Vajinismus bir kader değildir!
Yapılan araştırmalara göre, evli her 10 kadından biri cinsel ağrı bozukluğundan muzdarip ve bu durum evlilik ile partner ilişkisini de olumsuz etkileyebiliyor. Özellikle vajinismus, tüm cinsel işlev bozuklukları arasında hem birey hem de çift için çaresizlik yaratan bir problem olarak karşımıza çıkıyor. Sebebi belirsiz olan ve yanlış bir inançtan ya da cinsel mitlerden kaynaklanan ilk cinsel ilişki korkuları, kişide bir tür hayali ağrı veya acı algısına yol açıyor ve sonuçta cinsel ilişkiden kaçınmaya neden oluyor. Kişi, panik atak benzeri bir tabloyla tüm vücutta kasılmalar yaşarken, vajinal bölgede yoğun kas kasılmalarıyla ilişkiyi imkansız hale getiriyor. Kaslarda meydana gelen daralma, kişide aslında normal olmayan bir ağrı veya acıyı gerçekten başlatıyor ve böylece cinsel ilişkiden tamamen uzaklaşma başlıyor. “Başarılı ve kalıcı vajinismus tedavisi, kliniğimizde modern ve kabul görmüş yöntemlerle kısa sürede gerçekleştiriliyor” diyen Op. Dr. Bahadır, “Tedavi sürecinde kişiye özel protokoller uygulayarak, altta yatan nedenlere yönelik bir yol haritası hazırlanıyor. Böylece yanlış inançlar düzeltiliyor, doğru cinsel bilgiler veriliyor ve uygun davranışsal egzersizlerle sorun ele alınıyor.”

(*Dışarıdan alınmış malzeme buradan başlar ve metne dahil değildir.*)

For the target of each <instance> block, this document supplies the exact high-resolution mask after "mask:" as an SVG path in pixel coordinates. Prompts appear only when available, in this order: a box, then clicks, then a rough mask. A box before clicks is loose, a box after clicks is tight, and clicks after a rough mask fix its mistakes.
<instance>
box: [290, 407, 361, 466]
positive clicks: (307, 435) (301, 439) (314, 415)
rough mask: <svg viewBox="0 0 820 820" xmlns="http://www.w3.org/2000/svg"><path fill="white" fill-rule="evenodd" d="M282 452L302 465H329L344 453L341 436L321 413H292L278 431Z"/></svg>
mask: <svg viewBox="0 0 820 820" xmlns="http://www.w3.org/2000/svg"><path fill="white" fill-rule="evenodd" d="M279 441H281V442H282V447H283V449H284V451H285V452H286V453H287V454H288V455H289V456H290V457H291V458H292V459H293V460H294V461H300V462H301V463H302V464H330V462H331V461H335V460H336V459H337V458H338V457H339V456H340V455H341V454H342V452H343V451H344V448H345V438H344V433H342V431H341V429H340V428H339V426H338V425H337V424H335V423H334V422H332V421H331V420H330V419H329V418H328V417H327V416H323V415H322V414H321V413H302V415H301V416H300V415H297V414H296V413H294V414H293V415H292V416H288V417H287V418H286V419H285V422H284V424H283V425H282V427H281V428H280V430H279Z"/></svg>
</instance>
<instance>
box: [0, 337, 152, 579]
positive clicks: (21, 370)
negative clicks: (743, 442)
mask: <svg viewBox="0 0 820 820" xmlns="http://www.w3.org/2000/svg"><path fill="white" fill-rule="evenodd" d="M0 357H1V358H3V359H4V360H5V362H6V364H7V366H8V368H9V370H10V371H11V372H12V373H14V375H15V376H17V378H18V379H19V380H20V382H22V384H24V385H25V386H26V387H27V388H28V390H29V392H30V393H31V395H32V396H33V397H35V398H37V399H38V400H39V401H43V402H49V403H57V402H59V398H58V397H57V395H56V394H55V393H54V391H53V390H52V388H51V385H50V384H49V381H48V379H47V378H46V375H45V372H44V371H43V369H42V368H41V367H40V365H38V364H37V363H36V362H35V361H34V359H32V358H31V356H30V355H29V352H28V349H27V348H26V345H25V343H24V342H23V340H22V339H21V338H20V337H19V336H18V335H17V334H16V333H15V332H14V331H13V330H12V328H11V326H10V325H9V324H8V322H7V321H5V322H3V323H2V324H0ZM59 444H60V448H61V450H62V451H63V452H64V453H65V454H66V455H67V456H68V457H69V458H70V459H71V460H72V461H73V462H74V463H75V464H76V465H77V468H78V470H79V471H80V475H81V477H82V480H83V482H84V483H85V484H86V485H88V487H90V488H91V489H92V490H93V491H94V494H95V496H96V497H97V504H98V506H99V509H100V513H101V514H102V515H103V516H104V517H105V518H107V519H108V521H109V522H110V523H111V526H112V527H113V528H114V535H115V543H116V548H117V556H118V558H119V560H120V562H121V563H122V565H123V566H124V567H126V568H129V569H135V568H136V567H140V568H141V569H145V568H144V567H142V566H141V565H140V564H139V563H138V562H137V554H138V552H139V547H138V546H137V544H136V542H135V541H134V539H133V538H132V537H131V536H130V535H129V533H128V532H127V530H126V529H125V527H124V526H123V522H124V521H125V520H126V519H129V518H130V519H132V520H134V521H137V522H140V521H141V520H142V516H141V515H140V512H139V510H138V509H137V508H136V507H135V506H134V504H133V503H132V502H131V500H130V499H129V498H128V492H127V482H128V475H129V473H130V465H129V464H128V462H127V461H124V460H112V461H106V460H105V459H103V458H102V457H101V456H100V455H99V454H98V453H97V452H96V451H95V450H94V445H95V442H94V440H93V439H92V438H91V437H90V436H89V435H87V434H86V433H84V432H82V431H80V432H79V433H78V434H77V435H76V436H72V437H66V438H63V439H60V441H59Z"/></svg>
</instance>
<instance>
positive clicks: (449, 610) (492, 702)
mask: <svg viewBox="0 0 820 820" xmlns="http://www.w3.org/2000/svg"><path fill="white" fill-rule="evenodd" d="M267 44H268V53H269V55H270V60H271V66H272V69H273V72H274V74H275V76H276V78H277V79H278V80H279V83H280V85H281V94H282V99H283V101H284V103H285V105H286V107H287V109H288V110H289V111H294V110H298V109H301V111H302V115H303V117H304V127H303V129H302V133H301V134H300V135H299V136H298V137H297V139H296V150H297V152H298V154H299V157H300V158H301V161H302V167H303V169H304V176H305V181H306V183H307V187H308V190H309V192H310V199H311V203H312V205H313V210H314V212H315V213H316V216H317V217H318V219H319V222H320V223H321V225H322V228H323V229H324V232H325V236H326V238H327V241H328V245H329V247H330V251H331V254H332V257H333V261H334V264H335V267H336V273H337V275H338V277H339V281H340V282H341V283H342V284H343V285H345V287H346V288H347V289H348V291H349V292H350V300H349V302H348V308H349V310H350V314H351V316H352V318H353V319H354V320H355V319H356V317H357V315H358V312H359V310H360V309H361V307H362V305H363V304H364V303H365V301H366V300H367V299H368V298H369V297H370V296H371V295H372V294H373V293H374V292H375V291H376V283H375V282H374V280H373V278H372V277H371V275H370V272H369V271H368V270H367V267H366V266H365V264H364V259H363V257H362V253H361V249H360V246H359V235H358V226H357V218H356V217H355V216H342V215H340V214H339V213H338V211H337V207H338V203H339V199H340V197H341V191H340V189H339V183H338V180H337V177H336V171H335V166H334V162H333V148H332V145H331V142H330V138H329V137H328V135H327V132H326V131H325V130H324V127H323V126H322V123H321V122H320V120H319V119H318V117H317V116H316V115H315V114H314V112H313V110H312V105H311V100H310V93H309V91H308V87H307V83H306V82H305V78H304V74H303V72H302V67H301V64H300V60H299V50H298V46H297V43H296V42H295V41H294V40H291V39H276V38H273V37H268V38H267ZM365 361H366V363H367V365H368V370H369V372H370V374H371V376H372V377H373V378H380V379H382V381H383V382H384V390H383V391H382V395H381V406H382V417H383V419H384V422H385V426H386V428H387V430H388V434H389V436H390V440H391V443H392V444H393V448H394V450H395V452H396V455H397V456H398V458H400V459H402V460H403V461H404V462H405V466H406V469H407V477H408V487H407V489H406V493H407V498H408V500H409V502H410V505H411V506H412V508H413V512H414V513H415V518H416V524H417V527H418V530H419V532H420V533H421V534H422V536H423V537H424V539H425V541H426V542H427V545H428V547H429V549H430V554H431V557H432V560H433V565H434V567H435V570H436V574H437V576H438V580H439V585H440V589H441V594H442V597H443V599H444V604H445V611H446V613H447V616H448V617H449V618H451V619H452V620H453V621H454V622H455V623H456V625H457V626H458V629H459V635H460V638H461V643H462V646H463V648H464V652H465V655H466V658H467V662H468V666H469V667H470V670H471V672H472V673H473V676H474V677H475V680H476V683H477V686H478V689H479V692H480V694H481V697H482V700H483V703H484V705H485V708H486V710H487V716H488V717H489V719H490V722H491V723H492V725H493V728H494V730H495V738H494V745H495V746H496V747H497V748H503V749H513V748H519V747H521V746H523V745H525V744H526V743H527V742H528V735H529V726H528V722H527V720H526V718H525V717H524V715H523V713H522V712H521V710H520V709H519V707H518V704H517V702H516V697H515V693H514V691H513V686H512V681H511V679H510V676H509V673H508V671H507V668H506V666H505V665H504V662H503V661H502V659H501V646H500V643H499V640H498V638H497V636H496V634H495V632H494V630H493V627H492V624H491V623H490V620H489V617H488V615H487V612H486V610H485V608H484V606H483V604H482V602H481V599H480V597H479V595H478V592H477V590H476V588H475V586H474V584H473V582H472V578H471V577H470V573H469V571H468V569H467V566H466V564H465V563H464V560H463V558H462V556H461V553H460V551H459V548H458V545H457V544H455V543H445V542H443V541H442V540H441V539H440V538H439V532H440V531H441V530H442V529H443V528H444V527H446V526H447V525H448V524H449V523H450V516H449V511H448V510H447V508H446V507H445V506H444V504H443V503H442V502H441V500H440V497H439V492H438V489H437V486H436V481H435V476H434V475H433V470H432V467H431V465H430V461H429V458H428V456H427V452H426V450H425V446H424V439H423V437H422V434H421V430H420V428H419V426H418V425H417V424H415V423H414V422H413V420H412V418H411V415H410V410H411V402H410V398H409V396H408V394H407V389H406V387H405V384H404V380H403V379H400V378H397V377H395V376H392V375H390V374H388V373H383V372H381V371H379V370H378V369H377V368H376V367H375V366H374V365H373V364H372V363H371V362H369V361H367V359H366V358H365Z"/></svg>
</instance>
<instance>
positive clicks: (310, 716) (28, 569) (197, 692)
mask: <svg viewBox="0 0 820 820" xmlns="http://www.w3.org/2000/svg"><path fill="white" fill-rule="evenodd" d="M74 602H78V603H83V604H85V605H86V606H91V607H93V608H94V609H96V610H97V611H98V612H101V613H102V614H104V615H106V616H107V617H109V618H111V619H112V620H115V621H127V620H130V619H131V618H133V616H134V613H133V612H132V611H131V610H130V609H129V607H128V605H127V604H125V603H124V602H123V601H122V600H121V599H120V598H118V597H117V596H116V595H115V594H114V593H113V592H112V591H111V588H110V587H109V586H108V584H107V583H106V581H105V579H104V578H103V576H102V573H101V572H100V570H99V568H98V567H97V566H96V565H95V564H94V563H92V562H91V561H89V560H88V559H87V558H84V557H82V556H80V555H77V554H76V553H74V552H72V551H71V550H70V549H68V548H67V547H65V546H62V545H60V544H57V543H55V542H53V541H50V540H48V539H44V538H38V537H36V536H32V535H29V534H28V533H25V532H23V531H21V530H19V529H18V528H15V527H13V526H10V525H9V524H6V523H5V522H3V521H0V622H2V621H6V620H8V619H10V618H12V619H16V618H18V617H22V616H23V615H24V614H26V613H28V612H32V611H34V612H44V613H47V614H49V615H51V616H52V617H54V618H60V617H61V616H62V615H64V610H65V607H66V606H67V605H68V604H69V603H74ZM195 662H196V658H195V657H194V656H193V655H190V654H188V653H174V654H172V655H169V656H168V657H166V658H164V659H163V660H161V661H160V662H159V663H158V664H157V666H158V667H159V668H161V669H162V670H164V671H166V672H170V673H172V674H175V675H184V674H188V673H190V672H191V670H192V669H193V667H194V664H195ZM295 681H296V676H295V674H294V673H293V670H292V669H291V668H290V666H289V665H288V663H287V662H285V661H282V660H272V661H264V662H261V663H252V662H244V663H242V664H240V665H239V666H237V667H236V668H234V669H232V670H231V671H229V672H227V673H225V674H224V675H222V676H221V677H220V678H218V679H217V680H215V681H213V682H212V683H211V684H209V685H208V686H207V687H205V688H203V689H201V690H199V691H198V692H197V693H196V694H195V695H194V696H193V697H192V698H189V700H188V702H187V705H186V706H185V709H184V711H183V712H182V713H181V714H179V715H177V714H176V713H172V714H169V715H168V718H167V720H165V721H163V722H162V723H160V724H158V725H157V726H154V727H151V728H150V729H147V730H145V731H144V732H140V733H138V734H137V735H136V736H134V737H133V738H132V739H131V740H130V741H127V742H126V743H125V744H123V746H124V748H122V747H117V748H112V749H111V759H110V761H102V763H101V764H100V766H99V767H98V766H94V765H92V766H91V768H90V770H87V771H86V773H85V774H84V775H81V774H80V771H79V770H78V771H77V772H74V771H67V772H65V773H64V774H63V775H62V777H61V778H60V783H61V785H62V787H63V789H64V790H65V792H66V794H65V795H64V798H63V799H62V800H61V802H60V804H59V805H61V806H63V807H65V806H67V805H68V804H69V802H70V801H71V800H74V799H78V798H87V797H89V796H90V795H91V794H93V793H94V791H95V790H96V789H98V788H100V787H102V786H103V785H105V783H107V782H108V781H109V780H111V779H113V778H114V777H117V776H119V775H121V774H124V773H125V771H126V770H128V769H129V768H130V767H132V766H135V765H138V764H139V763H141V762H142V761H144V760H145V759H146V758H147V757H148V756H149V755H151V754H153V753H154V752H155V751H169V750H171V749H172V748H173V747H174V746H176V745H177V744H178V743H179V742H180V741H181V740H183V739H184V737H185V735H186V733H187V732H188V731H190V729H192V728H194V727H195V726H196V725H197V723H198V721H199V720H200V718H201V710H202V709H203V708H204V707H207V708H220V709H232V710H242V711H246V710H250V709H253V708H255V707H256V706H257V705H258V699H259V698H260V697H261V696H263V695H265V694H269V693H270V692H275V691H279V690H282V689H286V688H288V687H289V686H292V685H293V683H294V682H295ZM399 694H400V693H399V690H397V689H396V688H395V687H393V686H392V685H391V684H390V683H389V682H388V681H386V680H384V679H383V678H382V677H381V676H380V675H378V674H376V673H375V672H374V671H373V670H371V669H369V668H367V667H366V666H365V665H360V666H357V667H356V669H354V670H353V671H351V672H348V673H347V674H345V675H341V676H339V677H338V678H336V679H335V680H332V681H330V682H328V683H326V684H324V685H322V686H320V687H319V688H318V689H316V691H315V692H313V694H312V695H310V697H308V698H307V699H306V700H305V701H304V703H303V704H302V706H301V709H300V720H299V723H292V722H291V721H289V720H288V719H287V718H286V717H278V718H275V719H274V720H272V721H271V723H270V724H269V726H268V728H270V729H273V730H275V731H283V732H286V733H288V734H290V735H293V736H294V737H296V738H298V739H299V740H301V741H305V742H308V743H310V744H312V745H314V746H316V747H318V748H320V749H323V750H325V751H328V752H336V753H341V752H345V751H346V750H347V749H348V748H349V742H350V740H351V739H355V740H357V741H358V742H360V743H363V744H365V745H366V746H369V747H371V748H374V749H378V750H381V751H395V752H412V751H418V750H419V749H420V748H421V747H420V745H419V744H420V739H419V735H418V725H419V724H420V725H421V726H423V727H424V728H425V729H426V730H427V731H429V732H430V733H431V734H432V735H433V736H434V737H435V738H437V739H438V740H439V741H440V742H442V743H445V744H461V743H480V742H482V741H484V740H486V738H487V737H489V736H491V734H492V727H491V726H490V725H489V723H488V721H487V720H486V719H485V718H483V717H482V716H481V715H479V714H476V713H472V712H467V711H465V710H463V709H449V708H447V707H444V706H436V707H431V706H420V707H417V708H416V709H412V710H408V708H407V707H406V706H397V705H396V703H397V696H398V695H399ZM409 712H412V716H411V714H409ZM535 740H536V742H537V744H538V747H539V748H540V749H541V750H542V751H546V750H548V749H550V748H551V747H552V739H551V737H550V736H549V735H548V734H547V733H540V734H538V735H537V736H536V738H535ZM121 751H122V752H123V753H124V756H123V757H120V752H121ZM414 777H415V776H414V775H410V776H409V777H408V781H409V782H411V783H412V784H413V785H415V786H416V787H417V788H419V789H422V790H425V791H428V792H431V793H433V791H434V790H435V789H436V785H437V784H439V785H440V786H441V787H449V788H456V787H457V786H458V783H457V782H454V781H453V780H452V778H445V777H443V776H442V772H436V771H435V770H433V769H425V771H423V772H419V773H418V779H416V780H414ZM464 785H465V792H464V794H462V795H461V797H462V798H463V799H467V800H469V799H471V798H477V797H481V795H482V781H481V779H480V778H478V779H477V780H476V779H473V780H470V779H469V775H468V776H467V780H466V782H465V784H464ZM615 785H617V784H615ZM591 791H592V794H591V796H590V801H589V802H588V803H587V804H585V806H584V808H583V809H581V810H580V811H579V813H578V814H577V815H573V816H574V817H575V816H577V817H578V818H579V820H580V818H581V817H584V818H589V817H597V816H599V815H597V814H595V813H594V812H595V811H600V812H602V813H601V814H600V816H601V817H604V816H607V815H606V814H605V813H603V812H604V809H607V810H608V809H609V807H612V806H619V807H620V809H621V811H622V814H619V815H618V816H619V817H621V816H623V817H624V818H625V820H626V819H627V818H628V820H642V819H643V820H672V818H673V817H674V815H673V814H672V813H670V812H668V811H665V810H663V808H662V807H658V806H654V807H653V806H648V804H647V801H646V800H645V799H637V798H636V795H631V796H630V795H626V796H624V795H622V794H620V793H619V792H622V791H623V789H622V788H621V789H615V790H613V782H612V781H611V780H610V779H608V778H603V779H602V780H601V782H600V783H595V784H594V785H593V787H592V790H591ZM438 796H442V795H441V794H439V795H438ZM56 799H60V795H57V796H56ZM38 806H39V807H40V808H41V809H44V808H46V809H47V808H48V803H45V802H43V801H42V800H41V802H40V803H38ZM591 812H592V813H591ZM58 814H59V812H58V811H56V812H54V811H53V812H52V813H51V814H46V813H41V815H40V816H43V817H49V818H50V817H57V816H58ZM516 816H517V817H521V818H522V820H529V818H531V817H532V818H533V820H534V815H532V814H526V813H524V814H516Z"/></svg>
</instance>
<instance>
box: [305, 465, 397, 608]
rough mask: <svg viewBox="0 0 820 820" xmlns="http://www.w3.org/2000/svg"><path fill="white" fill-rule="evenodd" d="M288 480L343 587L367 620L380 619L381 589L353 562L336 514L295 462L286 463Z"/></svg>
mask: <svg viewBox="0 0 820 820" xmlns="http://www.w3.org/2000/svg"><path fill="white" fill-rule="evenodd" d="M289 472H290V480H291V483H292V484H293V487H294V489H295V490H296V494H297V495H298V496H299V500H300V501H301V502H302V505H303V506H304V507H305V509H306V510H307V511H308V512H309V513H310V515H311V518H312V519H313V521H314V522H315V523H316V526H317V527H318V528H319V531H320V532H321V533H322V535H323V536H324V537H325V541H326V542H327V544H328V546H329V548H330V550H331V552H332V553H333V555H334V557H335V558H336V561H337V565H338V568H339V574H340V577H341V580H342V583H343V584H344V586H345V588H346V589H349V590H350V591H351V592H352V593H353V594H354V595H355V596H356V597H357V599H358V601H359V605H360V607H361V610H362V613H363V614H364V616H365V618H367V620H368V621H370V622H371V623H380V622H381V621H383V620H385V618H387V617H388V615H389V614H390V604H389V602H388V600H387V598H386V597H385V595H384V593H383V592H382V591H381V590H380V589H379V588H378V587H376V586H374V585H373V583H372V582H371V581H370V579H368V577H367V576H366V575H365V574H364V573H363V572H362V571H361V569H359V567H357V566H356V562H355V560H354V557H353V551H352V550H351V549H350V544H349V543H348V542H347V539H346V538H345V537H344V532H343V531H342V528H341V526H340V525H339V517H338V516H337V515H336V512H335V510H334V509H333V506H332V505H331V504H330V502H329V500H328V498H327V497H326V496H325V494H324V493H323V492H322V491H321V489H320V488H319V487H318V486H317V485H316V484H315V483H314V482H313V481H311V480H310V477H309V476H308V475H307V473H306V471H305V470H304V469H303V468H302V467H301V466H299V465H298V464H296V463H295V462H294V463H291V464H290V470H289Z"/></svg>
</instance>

Tedavi planı kişiye özel oluşturuluyor
Ülkemizde ve diğer toplumlarda yüzde 40’lara varan cinsel isteksizlik, kadınlarda görülen yaygın cinsel sorunlardan bir diğeri. Bu sorun nedeniyle doktora başvuru oranı ise genellikle bireyde psikolojik bir sorun veya evlilik çatışması meydana gelmedikçe düşük seyrediyor. “Kişiler arası belirgin zorluklara yol açan cinsel fantezi veya davranış eksikliği” şeklinde tanımlanan bu sorun ortaya çıktığında; cinselliğe karşı az ilgi veya kayıtsızlık, cinsel içerikli düşünce ya da hayallerin olmaması, cinsel etkinliği başlatmama veya partnerin girişimlerine karşılık vermeme gibi durumlar altı ay süreyle sürekli ve yinelenen bir kriter oluşturuyor. Çoğu zaman, kişilerin başka bir cinsel sorun nedeniyle ya da evlilik-partner çatışması nedeniyle doktora başvurduğunu belirten Op. Dr. Bahadır, “Cinsel istek düzeyi ölçümü subjektif bir tanı olduğu için çiftler arasında değişkenlik gösterebiliyor. ‘Normal’ olarak tanımlanan bir düzey bulunmamakta. Burada çiftin kendi ilişkilerindeki uyum önemli bir rol oynuyor. Cinsel ilişki isteği, biyolojik, gelişimsel, psikolojik, kişiler arası, kültürel ve çevresel faktörlerden etkileniyor. Uygun öykü, ilişki değerlendirmesi ve gerekli bölüm konsültasyonları sonrasında bir neden varsa tespit edilebiliyor. Tedavi planı da bireye ve ilişkiye özel olarak oluşturulmakta” diyor.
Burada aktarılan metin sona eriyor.